La déception sans fin des restaurateurs

La branche s'estime encore une fois oubliée par le Conseil fédéral, qui a annoncé une série d'assouplissements par étapes mercredi.

Au mieux, restaurants et bars pourront rouvrir leur terrasse uniquement, et pas avant le mois d'avril. Un message qui passe forcément très mal auprès des acteurs concernés. La faîtière GastroSuisse déplore "une catastrophe".

"Chaque semaine, le Conseil fédéral trouve de nouvelles raisons pour garder les restaurants fermés.
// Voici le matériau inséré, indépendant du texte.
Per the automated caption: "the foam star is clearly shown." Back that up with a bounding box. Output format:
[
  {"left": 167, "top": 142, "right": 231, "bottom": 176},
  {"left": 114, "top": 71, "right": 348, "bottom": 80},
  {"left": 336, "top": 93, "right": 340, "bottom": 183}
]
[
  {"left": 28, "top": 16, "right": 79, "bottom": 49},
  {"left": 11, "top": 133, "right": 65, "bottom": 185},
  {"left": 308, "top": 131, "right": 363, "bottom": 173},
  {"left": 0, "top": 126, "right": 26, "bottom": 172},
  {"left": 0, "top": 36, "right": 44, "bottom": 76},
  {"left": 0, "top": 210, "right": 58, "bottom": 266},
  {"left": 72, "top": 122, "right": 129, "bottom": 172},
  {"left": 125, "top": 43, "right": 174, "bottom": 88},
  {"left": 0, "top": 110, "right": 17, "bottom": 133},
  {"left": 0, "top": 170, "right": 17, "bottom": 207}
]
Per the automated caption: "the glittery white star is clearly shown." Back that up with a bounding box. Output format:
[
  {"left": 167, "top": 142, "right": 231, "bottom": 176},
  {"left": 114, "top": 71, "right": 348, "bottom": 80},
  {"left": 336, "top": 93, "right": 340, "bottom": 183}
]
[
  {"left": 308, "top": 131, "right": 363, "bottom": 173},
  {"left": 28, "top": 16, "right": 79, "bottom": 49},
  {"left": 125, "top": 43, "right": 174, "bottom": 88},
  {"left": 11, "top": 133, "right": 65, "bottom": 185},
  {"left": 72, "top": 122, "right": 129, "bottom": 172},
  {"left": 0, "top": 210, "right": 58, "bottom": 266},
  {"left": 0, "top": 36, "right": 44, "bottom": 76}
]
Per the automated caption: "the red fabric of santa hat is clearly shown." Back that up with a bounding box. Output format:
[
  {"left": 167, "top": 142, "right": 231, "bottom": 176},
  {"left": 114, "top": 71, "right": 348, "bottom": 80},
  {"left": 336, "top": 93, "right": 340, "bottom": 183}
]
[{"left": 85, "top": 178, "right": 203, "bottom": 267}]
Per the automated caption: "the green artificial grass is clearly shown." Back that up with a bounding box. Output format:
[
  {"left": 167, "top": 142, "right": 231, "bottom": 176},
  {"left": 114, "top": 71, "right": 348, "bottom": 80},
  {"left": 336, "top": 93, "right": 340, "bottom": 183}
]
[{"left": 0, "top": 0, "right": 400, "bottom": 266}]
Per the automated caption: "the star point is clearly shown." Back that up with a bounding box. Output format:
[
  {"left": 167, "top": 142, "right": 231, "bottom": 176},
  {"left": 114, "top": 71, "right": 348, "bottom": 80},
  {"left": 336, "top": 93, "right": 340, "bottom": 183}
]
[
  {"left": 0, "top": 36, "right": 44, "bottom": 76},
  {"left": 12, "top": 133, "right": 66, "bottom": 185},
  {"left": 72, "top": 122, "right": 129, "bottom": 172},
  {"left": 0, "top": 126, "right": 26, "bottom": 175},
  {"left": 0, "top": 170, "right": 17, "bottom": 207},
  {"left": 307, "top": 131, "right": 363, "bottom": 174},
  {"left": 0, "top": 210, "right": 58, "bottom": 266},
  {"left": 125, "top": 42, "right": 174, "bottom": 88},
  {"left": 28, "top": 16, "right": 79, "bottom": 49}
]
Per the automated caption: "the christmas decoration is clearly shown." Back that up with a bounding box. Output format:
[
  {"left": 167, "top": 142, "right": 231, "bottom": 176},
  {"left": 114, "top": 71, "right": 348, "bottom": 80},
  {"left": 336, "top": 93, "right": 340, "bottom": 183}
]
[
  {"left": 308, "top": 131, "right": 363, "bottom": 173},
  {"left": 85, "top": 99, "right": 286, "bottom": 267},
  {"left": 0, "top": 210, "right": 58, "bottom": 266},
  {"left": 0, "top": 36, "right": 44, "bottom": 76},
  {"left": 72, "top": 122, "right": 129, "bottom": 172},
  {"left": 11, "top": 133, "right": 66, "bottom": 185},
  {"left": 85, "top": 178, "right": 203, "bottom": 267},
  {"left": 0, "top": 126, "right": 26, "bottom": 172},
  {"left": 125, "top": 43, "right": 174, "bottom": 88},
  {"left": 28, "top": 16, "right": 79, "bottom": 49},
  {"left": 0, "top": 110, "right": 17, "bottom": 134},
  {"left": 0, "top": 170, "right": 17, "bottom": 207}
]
Une fois c'est le nombre de cas, une autre fois c'est la valeur R, puis le taux de positivité, soudain c'est le nombre des vaccinations, puis le variant britannique, et ensuite le virus sud-africain. Et demain ce sera quoi?", demande l'organisation.

"Pire que pas grand-chose"

"On s'attendait à pas grand-chose, mais là, c'est encore pire que pas grand-chose", lâche de son côté Muriel Hauser, présidente de GastroFribourg. On a le sentiment que le secteur porte tout le poids de la pandémie sur son dos, alors que rien ne montre que les restaurants sont des lieux de contamination."

Le Conseil fédéral veut débloquer des milliards supplémentaires pour soulager les restaurateurs et commerçants en difficulté. Mais là encore, les exploitants n'y croient plus trop et demandent au gouvernement de mieux prendre en compte les impératifs de leur activité.

Pour rappel, le Conseil fédéral entend assouplir les restrictions par étapes, mois après mois. Dès le 1er mars, les commerces pourront rouvrir leurs portes, de même que les musées ou les installations de sport et de loisirs en plein air. Les mesures annoncées sont mises en consultation auprès des cantons. Les décisions ne seront définitives que mercredi prochain (le détail des annonces).